Desporto
RUI COSTA: A DESILUSÃO PORTUGUESA QUE NÃO FOI ASSIM TANTA
À semelhança do que sucedeu com Sérgio Paulinho, quando este conquistou a medalha de prata nos Jogos Olímpicos de Atenas’04, no ano passado, nos mundiais de ciclismo de estrada, ninguém contava com uma vitória portuguesa.
No ano anterior, o jovem promissor Rui Costa, tinha conquistado um inédito 11º lugar – o melhor de sempre de um ciclista português – na mesma prova. Por isso, os portugueses ambicionavam, quanto muito, um top-10, mas o ciclista poveiro surpreendeu-nos a todos, batendo ao sprint o espanhol, favorito à partida, Joaquim “Purito” Rodriguez, depois de recuperar de uma diferença de 300 metros, no espaço de um quilómetro e levando a camisola arco-íris (símbolo de campeão do mundo) para casa, para deleite de Portugal.
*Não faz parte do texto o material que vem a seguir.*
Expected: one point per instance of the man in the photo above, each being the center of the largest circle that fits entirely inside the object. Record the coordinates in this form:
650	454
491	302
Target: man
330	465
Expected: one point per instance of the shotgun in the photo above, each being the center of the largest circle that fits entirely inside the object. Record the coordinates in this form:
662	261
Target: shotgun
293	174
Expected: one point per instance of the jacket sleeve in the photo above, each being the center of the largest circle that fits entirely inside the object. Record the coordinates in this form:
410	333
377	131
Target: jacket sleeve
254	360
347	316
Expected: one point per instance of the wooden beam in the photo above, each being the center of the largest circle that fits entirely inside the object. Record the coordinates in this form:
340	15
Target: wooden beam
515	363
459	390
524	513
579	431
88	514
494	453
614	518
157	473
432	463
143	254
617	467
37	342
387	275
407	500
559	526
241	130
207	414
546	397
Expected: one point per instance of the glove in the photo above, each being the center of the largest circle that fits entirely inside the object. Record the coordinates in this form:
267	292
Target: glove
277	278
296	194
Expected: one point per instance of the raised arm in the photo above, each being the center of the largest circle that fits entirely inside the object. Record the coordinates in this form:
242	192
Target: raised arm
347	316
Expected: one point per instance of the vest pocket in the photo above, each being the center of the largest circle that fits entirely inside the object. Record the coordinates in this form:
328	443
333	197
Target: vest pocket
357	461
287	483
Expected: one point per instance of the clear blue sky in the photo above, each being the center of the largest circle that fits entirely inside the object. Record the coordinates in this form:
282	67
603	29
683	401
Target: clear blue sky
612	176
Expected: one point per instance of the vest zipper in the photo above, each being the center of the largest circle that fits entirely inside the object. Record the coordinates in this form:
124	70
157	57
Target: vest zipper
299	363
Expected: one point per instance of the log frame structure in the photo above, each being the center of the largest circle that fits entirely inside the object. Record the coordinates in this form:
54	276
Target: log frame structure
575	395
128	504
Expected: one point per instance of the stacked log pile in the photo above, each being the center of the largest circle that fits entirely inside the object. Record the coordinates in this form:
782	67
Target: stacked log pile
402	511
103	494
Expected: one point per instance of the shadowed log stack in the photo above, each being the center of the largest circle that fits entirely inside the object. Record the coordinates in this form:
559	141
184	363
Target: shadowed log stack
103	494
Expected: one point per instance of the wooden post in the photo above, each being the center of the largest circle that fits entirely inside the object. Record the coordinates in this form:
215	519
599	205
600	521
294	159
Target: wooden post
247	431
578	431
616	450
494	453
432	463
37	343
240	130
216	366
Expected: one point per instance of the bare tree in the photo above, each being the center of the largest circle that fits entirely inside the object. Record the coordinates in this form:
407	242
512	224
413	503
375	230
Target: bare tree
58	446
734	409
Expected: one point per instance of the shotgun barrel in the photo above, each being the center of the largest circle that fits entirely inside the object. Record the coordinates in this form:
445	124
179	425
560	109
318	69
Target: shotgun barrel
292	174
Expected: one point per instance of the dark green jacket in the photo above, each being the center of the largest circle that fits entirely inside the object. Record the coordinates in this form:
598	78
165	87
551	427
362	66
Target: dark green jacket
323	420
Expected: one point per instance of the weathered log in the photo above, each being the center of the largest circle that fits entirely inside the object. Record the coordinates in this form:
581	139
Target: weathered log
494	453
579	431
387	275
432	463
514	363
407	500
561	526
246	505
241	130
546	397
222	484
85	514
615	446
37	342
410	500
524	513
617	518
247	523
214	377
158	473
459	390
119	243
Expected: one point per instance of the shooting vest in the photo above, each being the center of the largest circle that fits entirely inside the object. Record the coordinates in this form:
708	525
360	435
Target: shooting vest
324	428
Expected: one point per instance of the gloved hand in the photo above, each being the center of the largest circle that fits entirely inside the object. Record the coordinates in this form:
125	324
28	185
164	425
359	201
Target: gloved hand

Assim sendo, este ano as expectativas em relação ao corredor da Lampre-Merida eram altas. Pela primeira vez em muitos anos, outra modalidade, que não o futebol, foi capa de um jornal, no mesmo dia em que João Sousa, que também marcou presença na capa das mesmas edições, arrecadou a primeira vitória por um português numa prova ATP, na modalidade de ténis.
Ao longo do ano, foram várias as páginas nos diversos jornais desportivos dedicadas ao ciclismo, com especial destaque para Rui Costa, pelo que, esta modalidade se transformou, à semelhança da canoagem (devido à medalha de prata de Emanuel Silva Fernando Pimenta na prova de k2 1000 metros, nos Jogos Olímpicos de Londres 2012, e ao ouro de Emanuel Silva e João Ribeiro em k4 1000, nos Mundiais de 2013, na Alemanha), no desporto da moda.
Ao contrário do que aconteceu em 2013, a RTP 2 decidiu transmitir os Campeonatos do Mundo de 2014, provavelmente esperançada que os resultados do ano anterior se repetissem.
Quando o português arrecadou um medíocre 23º lugar, as críticas foram muitas e a palavra “desilusão” foi dita pelos comentadores da EuroSport e da RTP e o ciclismo esquecido e, embora estes tenham lembrado que a época do “nosso” Rui foi fenomenal, aquela palavra – “desilusão” – provocou um efeito dominó, que nem um soundbite, e mais nada do que foi dito foi lembrado.
No entanto, do ponto de vista desportivo, a época dos ciclistas portugueses foi a melhor de que há memória. Nem nos tempos de Alves Barbosa e Ribeiro da Silva, ou de Joaquim Agostinho e Marco Chagas, os portugueses estiveram tanto em destaque como na temporada de 2014.
Durante a época, o “Ronaldo” do ciclismo – Rui Costa – logrou conseguir um segundo lugar no “mini-tour de France”, o Paris-Nice; voltou a conseguir um terceiro lugar na Volta à Romandia; ganhou pela terceira vez a Volta à Suíça, estabelecendo um recorde máximo de número de vitórias consecutivas nessa prova – um feito que ficará para sempre na História do Ciclismo Internacional e não, somente, português; e conseguiu o primeiro pódio de um ciclista luso num dos monumentos do ciclismo (terceiro lugar na Volta à Lombardia); culminando com um quarto lugar na Volta a Pequim, que lhe permitiu terminar a época no quarto lugar do ranking da UCI (União Ciclista Internacional)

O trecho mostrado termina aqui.